From: Anders Blomdell <anders.blomdell@domain.hid>
To: Jan Kiszka <jan.kiszka@domain.hid>
Cc: "xenomai@xenomai.org" <xenomai@xenomai.org>
Subject: Re: [Xenomai-core] Potential problem with rt_eepro100
Date: Thu, 04 Nov 2010 15:53:22 +0100 [thread overview]
Message-ID: <4CD2C8E2.9090608@domain.hid> (raw)

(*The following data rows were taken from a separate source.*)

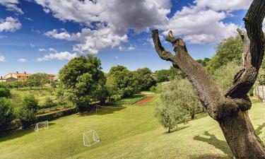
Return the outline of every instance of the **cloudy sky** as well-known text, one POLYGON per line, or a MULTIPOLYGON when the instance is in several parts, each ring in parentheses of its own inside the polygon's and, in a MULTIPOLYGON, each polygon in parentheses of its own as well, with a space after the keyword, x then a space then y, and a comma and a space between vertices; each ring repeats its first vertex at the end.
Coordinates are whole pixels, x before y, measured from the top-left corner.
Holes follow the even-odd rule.
MULTIPOLYGON (((0 0, 0 75, 57 73, 88 53, 103 71, 167 69, 151 30, 169 30, 187 43, 194 59, 211 57, 223 39, 243 28, 251 0, 0 0)), ((164 42, 165 43, 165 42, 164 42)), ((164 44, 172 50, 168 43, 164 44)))

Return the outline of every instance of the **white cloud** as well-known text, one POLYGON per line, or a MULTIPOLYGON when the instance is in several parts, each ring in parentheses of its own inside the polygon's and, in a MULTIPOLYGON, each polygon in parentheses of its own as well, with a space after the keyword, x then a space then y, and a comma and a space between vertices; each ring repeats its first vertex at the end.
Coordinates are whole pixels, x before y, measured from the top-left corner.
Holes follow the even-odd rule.
POLYGON ((6 36, 5 36, 5 35, 0 35, 0 39, 1 39, 1 38, 5 38, 5 37, 6 37, 6 36))
POLYGON ((24 63, 24 62, 27 61, 27 60, 25 59, 23 59, 23 58, 19 59, 18 59, 18 61, 19 62, 22 62, 22 63, 24 63))
MULTIPOLYGON (((90 26, 91 22, 107 23, 115 33, 136 32, 167 20, 170 0, 35 0, 46 13, 61 20, 73 20, 90 26), (117 9, 118 8, 118 9, 117 9)), ((97 27, 97 26, 95 26, 97 27)))
POLYGON ((124 46, 119 46, 119 50, 120 52, 129 52, 129 51, 134 50, 135 48, 136 48, 135 46, 133 46, 132 45, 130 45, 130 46, 129 46, 128 47, 124 47, 124 46))
MULTIPOLYGON (((215 0, 216 1, 216 0, 215 0)), ((226 0, 225 0, 226 1, 226 0)), ((218 43, 223 39, 237 35, 239 25, 225 23, 223 20, 231 14, 228 11, 247 8, 249 3, 243 1, 227 1, 227 4, 213 5, 208 0, 195 1, 195 6, 184 6, 168 20, 167 25, 160 28, 173 31, 176 36, 182 37, 187 42, 193 44, 218 43), (237 5, 240 4, 240 5, 237 5), (223 10, 227 10, 223 11, 223 10)))
POLYGON ((30 44, 30 47, 33 47, 33 48, 35 47, 35 45, 31 44, 31 43, 30 44))
POLYGON ((0 4, 6 7, 7 11, 16 11, 23 14, 23 11, 18 7, 18 0, 0 0, 0 4))
POLYGON ((0 56, 0 62, 6 61, 6 57, 4 56, 0 56))
POLYGON ((78 41, 80 43, 73 46, 73 51, 90 54, 97 54, 101 49, 119 46, 122 42, 126 42, 128 38, 126 35, 115 34, 107 27, 93 30, 83 28, 81 33, 71 34, 65 30, 61 30, 61 32, 53 30, 45 35, 60 40, 78 41))
POLYGON ((45 35, 78 41, 80 43, 73 46, 74 51, 96 54, 107 47, 118 47, 124 50, 122 42, 127 42, 126 34, 130 29, 140 33, 155 28, 164 31, 164 35, 172 30, 175 35, 190 43, 220 42, 237 35, 236 29, 240 27, 224 20, 232 16, 233 11, 248 8, 252 0, 194 0, 170 18, 167 17, 170 13, 170 0, 35 1, 46 13, 52 13, 58 19, 74 21, 88 28, 76 33, 52 30, 45 35))
POLYGON ((39 52, 46 52, 47 50, 45 48, 40 48, 39 52))
POLYGON ((6 20, 0 19, 0 33, 2 31, 14 32, 21 28, 21 23, 16 18, 6 17, 6 20))
POLYGON ((77 57, 76 53, 70 53, 69 52, 58 52, 53 48, 49 48, 50 53, 45 54, 43 57, 37 59, 37 61, 45 61, 51 60, 71 60, 77 57))

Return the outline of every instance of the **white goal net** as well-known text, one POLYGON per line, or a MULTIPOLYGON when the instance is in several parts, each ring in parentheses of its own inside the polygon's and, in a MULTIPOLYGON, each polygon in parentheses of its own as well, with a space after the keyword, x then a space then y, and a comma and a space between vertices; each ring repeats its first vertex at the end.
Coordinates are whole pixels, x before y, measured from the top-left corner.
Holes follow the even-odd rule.
POLYGON ((38 122, 35 126, 35 131, 39 131, 40 129, 47 129, 49 128, 49 122, 45 121, 38 122))
POLYGON ((88 131, 83 134, 83 145, 91 146, 100 141, 97 132, 95 130, 88 131))

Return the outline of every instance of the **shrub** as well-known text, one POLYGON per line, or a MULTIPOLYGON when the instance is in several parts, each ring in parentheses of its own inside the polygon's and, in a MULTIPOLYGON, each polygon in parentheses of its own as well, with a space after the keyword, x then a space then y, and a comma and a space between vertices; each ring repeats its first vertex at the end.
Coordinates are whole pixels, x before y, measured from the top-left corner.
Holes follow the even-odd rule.
POLYGON ((26 96, 22 100, 18 114, 23 129, 29 128, 35 120, 37 105, 38 101, 34 96, 26 96))
POLYGON ((7 88, 0 88, 0 98, 10 98, 11 93, 7 88))
POLYGON ((54 101, 52 100, 52 99, 51 98, 47 98, 45 99, 45 107, 52 108, 52 107, 56 106, 56 103, 54 102, 54 101))
POLYGON ((10 129, 15 115, 9 99, 0 98, 0 134, 10 129))

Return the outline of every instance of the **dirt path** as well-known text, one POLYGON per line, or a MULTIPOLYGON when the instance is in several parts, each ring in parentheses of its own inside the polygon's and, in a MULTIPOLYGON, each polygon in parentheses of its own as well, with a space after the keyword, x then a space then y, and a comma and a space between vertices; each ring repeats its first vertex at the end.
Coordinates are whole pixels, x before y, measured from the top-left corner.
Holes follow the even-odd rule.
POLYGON ((151 101, 155 98, 155 95, 147 96, 146 98, 137 102, 135 105, 145 105, 147 102, 151 101))

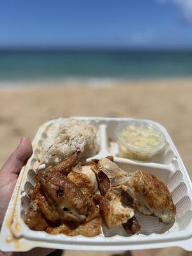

In-Reply-To: <4CD2C50F.1090604@domain.hid>
Jan Kiszka wrote:
> Am 04.11.2010 14:18, Anders Blomdell wrote:
>> Gilles Chanteperdrix wrote:
>>> Jan Kiszka wrote:
>>>> Am 04.11.2010 10:26, Jan Kiszka wrote:
>>>>> Am 04.11.2010 10:16, Gilles Chanteperdrix wrote:
>>>>>> Jan Kiszka wrote:
>>>>>>> Take a step back and look at the root cause for this issue again. Unlocked
>>>>>>>
>>>>>>> if need-resched
>>>>>>> __xnpod_schedule
>>>>>>>
>>>>>>> is inherently racy and will always be (not only for the remote
>>>>>>> reschedule case BTW).
>>>>>> Ok, let us examine what may happen with this code if we only set the
>>>>>> XNRESCHED bit on the local cpu. First, other bits than XNRESCHED do not
>>>>>> matter, because they can not change under our feet. So, we have two
>>>>>> cases for this race:
>>>>>> 1- we see the XNRESCHED bit, but it has been cleared once nklock is
>>>>>> locked in __xnpod_schedule.
>>>>>> 2- we do not see the XNRESCHED bit, but it get set right after we test it.
>>>>>>
>>>>>> 1 is not a problem.
>>>>> Yes, as long as we remove the debug check from the scheduler code (or
>>>>> fix it somehow). The scheduling code already catches this race.
>>>>>
>>>>>> 2 is not a problem, because anything which sets the XNRESCHED (it may
>>>>>> only be an interrupt in fact) bit will cause xnpod_schedule to be called
>>>>>> right after that.
>>>>>>
>>>>>> So no, no race here provided that we only set the XNRESCHED bit on the
>>>>>> local cpu.
>>>>>>
>>>>>> So we either have to accept this and remove the
>>>>>>> debugging check from the scheduler or push the check back to
>>>>>>> __xnpod_schedule where it once came from. When this it cleaned up, we
>>>>>>> can look into the remote resched protocol again.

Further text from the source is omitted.